4

I'm working on a project that requires massive parallel computing. However, the tricky problem is that, the project contains a nested loop, like this:

for(int i=0; i<19; ++i){
    for(int j=0; j<57; ++j){
        //the computing section
    }
}

To achieve the highest gain, I need to parallelise those two levels of loops. Like this:

parallel_for_each{
    parallel_for_each{
        //computing section
    }
}

I tested and found that AMP doesn't support nested for loops. Anyone have any idea on this problem? Thanks

2 Answers 2

4

You could, as @High Performance Mark suggest collapse the two loops into one. However, you don't need to do this with C++ AMP because it supports 2 and 3 dimensional extents on arrays and array_views. You can the use an index as a multi-dimensional index.

array<float, 2> x(19,57);
parallel_for_each(x.extent, [=](index<2> idx) restrict(amp)
{
    x[idx] = func(x[idx]);
});

float func(const float v) restrict(amp) { return v * v; }

You can access the individual sub-indeces in idx using:

int row = idx[0]; 
int col = idx[1];

You should also consider the amount of work being done by computing section. If it is relatively small you may want to have each thread process more than one element of the array, x.

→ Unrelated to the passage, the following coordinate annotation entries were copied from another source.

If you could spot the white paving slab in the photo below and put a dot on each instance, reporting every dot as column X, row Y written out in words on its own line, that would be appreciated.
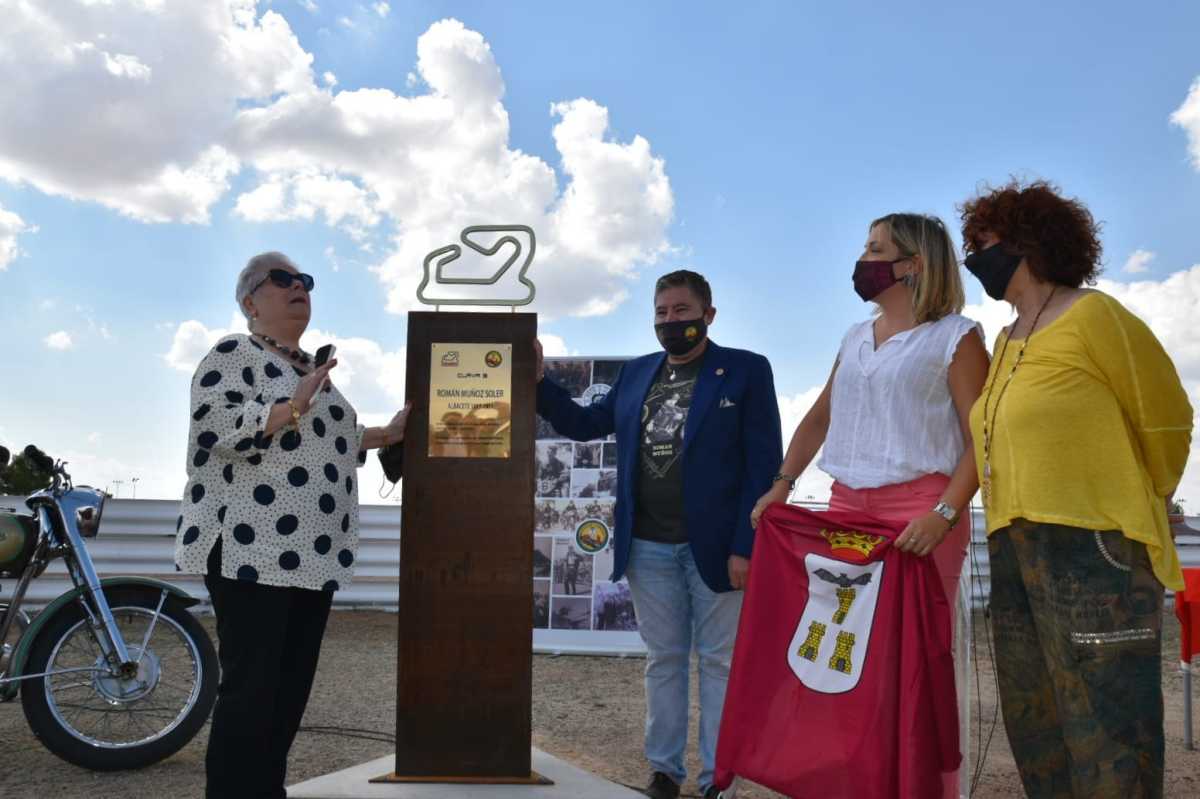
column 570, row 782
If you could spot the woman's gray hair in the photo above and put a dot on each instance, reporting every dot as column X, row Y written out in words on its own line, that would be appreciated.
column 256, row 271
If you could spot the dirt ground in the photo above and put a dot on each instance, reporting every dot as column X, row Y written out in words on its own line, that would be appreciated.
column 587, row 710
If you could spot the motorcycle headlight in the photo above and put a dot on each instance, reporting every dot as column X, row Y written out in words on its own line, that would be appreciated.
column 89, row 506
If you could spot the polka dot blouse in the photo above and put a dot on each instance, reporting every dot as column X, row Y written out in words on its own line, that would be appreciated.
column 285, row 505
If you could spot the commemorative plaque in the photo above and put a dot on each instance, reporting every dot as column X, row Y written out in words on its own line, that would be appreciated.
column 465, row 655
column 471, row 401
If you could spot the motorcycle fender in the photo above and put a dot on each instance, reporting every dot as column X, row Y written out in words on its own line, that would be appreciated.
column 17, row 665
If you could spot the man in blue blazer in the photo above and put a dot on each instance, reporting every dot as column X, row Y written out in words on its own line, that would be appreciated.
column 697, row 443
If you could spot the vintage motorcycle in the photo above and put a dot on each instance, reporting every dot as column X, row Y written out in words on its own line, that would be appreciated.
column 113, row 674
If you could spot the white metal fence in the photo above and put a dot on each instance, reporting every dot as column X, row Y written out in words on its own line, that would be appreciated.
column 137, row 536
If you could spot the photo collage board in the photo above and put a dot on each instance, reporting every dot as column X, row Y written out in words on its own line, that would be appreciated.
column 575, row 494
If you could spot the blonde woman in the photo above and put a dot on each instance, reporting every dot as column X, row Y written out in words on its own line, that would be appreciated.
column 894, row 415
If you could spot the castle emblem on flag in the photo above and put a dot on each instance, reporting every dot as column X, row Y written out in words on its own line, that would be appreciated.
column 829, row 646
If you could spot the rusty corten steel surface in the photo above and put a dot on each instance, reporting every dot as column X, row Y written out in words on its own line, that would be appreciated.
column 463, row 685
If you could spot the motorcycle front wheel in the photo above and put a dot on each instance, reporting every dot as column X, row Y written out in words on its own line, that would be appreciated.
column 108, row 721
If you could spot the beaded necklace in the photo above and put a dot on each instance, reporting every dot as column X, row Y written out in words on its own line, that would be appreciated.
column 989, row 430
column 294, row 354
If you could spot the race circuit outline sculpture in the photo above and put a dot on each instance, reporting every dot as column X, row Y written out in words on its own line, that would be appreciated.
column 450, row 253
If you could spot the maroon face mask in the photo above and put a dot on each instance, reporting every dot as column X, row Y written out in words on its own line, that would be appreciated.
column 874, row 276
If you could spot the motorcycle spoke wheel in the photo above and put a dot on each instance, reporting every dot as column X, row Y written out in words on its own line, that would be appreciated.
column 105, row 710
column 94, row 715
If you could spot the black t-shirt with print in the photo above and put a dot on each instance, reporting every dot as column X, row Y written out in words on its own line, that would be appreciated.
column 659, row 508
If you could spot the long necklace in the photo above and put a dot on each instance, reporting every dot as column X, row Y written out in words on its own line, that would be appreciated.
column 989, row 430
column 294, row 354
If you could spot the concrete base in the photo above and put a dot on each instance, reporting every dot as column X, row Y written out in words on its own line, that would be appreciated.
column 570, row 782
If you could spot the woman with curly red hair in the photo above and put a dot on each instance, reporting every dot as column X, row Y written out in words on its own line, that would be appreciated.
column 1081, row 434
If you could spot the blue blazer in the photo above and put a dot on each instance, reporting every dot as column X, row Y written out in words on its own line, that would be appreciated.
column 731, row 450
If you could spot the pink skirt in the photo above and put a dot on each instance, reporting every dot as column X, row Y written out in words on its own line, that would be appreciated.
column 903, row 503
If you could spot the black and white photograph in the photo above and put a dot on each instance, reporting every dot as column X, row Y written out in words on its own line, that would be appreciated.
column 609, row 460
column 613, row 607
column 545, row 431
column 543, row 553
column 570, row 514
column 570, row 612
column 541, row 604
column 603, row 563
column 545, row 516
column 555, row 468
column 587, row 456
column 606, row 484
column 573, row 570
column 585, row 482
column 575, row 376
column 606, row 371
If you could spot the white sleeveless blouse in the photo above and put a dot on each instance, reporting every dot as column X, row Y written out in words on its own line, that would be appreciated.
column 892, row 416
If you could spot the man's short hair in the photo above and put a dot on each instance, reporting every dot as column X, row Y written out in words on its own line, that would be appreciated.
column 694, row 281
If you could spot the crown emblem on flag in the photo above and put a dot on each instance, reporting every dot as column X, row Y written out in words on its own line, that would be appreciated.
column 853, row 546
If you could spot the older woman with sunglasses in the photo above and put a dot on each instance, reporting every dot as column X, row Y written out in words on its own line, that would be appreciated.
column 270, row 518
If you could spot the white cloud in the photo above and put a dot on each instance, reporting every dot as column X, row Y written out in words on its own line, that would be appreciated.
column 429, row 164
column 193, row 340
column 59, row 340
column 369, row 374
column 11, row 226
column 439, row 161
column 1169, row 307
column 1187, row 116
column 814, row 485
column 993, row 314
column 555, row 346
column 1139, row 262
column 304, row 196
column 175, row 72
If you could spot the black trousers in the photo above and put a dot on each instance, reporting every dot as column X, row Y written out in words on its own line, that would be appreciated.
column 269, row 644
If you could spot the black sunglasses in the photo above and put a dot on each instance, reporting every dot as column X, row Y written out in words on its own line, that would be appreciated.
column 283, row 278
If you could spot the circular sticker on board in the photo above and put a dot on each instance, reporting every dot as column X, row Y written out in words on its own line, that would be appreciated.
column 592, row 535
column 595, row 392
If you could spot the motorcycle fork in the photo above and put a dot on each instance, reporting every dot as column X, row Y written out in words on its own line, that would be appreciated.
column 94, row 602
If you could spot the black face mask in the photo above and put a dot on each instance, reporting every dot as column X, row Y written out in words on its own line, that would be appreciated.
column 994, row 268
column 681, row 337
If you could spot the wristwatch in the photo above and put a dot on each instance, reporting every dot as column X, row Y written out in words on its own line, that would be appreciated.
column 947, row 511
column 786, row 478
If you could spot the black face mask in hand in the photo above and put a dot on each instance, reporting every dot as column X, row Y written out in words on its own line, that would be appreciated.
column 994, row 268
column 681, row 337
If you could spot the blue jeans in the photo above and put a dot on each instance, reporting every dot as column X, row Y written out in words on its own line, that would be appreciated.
column 675, row 610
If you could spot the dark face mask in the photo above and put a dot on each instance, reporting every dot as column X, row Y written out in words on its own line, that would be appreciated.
column 994, row 268
column 873, row 277
column 681, row 337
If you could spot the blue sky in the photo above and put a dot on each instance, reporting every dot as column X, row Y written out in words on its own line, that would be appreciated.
column 153, row 149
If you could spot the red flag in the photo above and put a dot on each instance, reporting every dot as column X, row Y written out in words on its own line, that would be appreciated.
column 1187, row 611
column 843, row 680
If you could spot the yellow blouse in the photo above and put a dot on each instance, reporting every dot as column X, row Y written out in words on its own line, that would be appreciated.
column 1092, row 432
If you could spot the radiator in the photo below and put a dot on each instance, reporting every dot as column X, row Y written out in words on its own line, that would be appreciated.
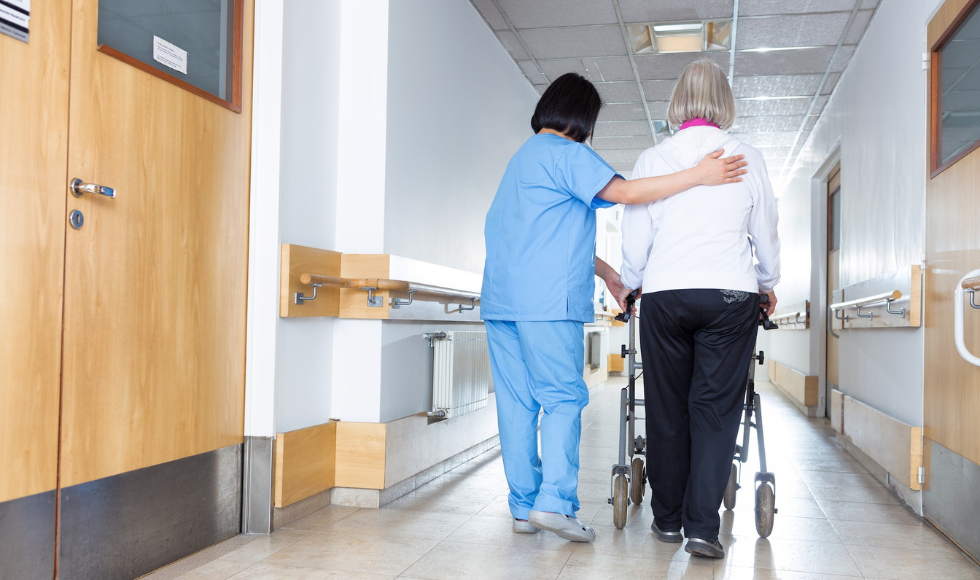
column 594, row 354
column 461, row 376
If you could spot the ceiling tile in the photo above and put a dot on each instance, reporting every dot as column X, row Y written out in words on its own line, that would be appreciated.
column 773, row 107
column 831, row 83
column 615, row 68
column 658, row 90
column 784, row 139
column 627, row 112
column 550, row 13
column 622, row 129
column 619, row 92
column 670, row 66
column 767, row 7
column 658, row 109
column 671, row 10
column 577, row 41
column 843, row 57
column 490, row 14
column 803, row 61
column 509, row 40
column 780, row 31
column 858, row 27
column 531, row 71
column 620, row 155
column 767, row 124
column 604, row 143
column 775, row 85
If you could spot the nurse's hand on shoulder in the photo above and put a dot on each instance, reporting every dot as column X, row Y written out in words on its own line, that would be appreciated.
column 716, row 171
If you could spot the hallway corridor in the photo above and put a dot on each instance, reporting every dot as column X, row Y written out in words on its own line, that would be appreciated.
column 835, row 521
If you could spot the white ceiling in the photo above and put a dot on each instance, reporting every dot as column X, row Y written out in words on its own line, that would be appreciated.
column 778, row 92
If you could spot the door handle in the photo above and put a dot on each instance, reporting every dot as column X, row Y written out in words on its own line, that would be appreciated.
column 78, row 188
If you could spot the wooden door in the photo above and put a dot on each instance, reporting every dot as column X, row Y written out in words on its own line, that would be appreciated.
column 33, row 153
column 154, row 315
column 951, row 450
column 833, row 278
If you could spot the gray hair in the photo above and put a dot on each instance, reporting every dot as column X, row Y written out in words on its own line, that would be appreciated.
column 702, row 92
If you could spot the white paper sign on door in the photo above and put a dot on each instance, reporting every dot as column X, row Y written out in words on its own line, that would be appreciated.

The following article is also worth reading as just like the CPU if your loops do not access memory efficiently it can have a big impact on performance. Arrays are Row Major in C++ AMP

0

So collapse the loops:

for(int ij=0; ij<19*57; ++ij){
        //if required extract i and j from ij
        //the computing section
    }
}
1
  • You could, and I suspect that's how you would do it in CUDA. However C++ AMP has a simpler approach for this. See my answer.